Disclaimer: Hercules, Iolaus (Ania, Alcmene, Skouros, Dieanera, Dahak etc)all belong to MCA/Universal and Renaissance (although if they were ours, we'd treat 'em a whole lot better!), and no infringement of copyright is intended.



THE RUMOUR MILL

By Cass



"Dead? I'm dead? Again?" Iolaus paced agitatedly around Limbo, pausing only briefly every now and again to glance at his friend.

Hercules nodded. "Um - yeah," he replied, reluctantly. "But it was a good
death scene, Iolaus."

The blond stopped pacing and speared the demigod with a look. "A good death scene?" he echoed, disbelievingly. "Gee, great. Thanks, Herc."

Hercules tried for noncholance and failed miserably. "It was dramatic, unexpected and full of angst." His attempt to comfort sounded false even to his ears. "You were brilliant."

The blond warrior snorted. "Well, of course I was brilliant," he said scathingly. "But they will bring me back, won't they? I mean - I'm not dead forever ... am I? Herc ...?" His words tailed off as his friend refused to meet his eyes.

"Um ... well ... "

Iolaus swallowed, hard. "Oh gods," he said, in a low voice filled with dread. There was an uncomfortable silence for a moment. "Hercules?"

"It was an amazing scene," Hercules said, pressing home the point relentlessly. "And I have to say that I gave it everything I've got as well. We really knocked everyone for six."

"But?"

"But - well - we don't KNOW if you're coming back."

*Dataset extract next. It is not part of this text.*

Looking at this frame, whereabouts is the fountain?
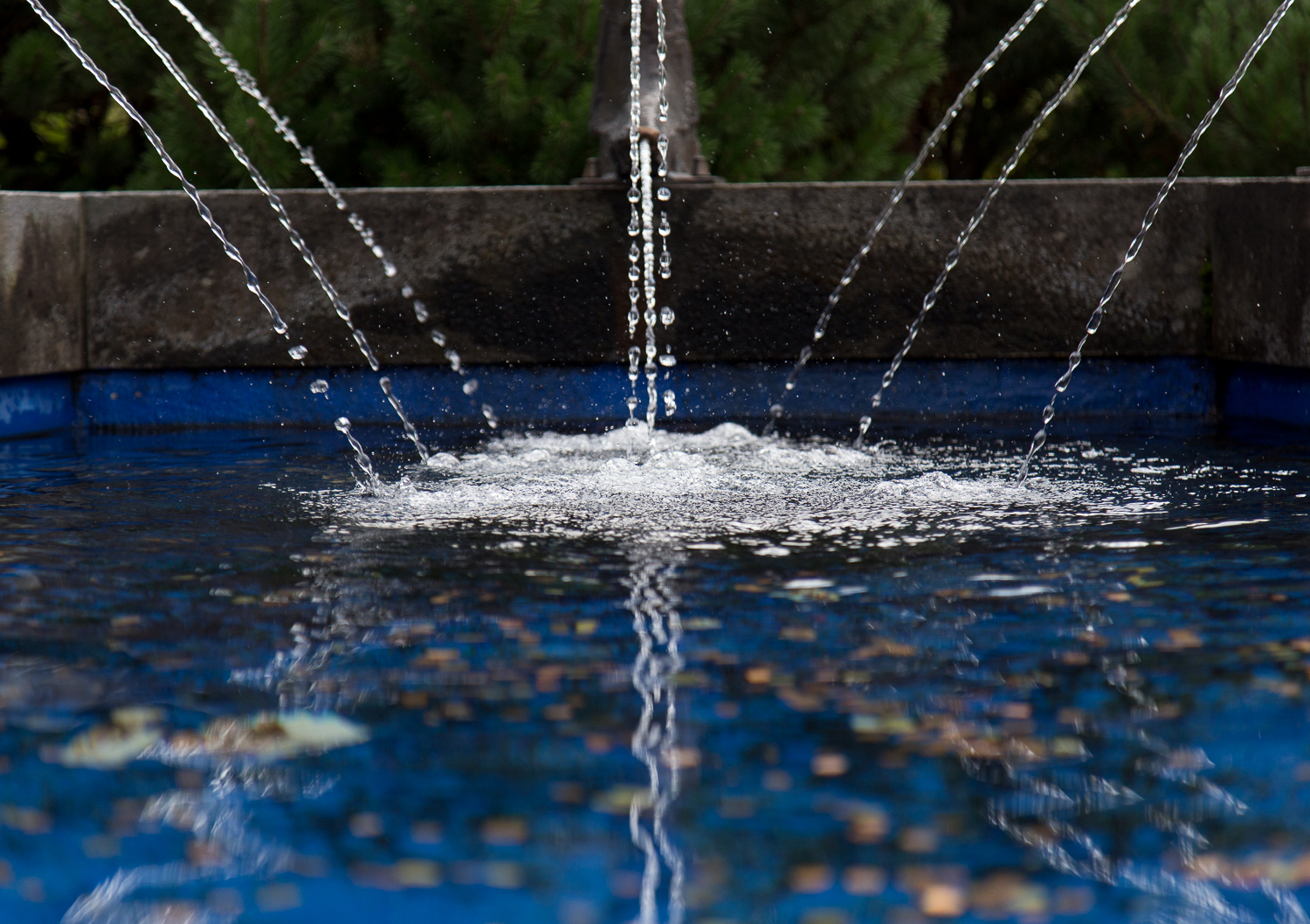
[0,0,1310,924]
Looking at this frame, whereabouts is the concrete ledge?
[0,180,1310,376]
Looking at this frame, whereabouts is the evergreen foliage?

Another snort. "Course I'm coming back!" Iolaus attempted a confidence he certainly didn't feel in denial of his friend's hesitance. "I always come back ... Herc? I AM coming back ... aren't I?"

The demigod winced at the aching uncertainty in his best friend's voice. "I don't know, Iolaus," he admitted. "No-one knows for sure. Apparently, from rumours and speculation, you're going to return, but not as we know you - you're ... you're ..."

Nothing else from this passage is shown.